Ein wenig wirkt »Hasta la vista« wie eine Variante der deutschen Erfolgskomödie »Vincent will Meer«. Allerdings setzt Geoffrey Enthoven nicht auf skurrilen Humor und schräge Verwicklungen, sondern auf einen nur sanft überzeichneten Realismus. Er nimmt das Thema ernst genug, um aus der Tour seiner Protagonisten keinen zotigen »Roadtrip« zu machen, sondern ein anrührendes Plädoyer für Selbstverantwortung. Der angestrebte Sex wird dabei immer mehr zum Platzhalter für das viel fundamentalere Bedürfnis, Herr seines eigenen Lebens zu sein.

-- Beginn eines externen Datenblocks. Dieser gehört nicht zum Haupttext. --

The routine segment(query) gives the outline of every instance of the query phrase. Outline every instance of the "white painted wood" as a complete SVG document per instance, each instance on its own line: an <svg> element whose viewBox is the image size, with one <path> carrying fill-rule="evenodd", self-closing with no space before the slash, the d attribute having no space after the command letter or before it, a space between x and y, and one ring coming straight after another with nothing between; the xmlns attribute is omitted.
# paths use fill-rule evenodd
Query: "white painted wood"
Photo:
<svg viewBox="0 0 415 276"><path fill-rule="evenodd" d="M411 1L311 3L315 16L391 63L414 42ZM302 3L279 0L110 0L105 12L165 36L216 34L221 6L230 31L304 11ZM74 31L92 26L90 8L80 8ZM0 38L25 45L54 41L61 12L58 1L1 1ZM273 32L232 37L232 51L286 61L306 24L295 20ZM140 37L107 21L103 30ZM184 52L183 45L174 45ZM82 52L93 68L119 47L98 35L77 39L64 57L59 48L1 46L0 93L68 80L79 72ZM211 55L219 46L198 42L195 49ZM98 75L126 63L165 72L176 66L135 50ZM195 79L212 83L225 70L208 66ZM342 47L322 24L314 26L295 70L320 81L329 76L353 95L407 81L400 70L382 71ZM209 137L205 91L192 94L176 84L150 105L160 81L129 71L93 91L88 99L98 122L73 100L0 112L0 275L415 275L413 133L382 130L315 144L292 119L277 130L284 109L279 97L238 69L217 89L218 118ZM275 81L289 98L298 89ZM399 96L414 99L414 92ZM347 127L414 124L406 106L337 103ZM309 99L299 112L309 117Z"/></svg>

Lars, Jozef und Philip erscheinen in fast allen Situationen lebensecht und haben bei aller Sympathie auch ihre nervtötenden Seiten. Gelegentlich wirkt es, als würden sie ihren »Behindertenstatus« als Freibrief für abstoßende Benehmen ausspielen. Tatsächlich entlarvt der Film in diesen Momenten jedoch die Vorurteile des Publikums, denn bei genauerem Hinsehen fordern die drei mit ihrem Verhalten nur eines heraus: als ganz normale Menschen behandelt zu werden. Und gerade die beiläufigen Grenzen, an die sie dabei stoßen, machen das Ganze so berührend.

Natürlich ist das ungleiche Trio ein bisschen arg filmgerecht zusammengestellt, vor allem der gut aussehende Lars wirkt wie ein durchschaubares Zugeständnis an die Publikumserwartung – wer würde diesem süßen Blondschopf keinen Sex gönnen? Vor der Inszenierung des eigentlichen Akts schreckt der Film dann aber doch zurück. Auch das tränendrückende Ende fällt konventioneller aus, als die Ausgangsidee vermuten lässt. Aber das sind lässliche Fehlgriffe bei einem Film, der ganz am Rand sogar die Dienstleistung der Prostitution in einen ganz neuen Kontext stellt.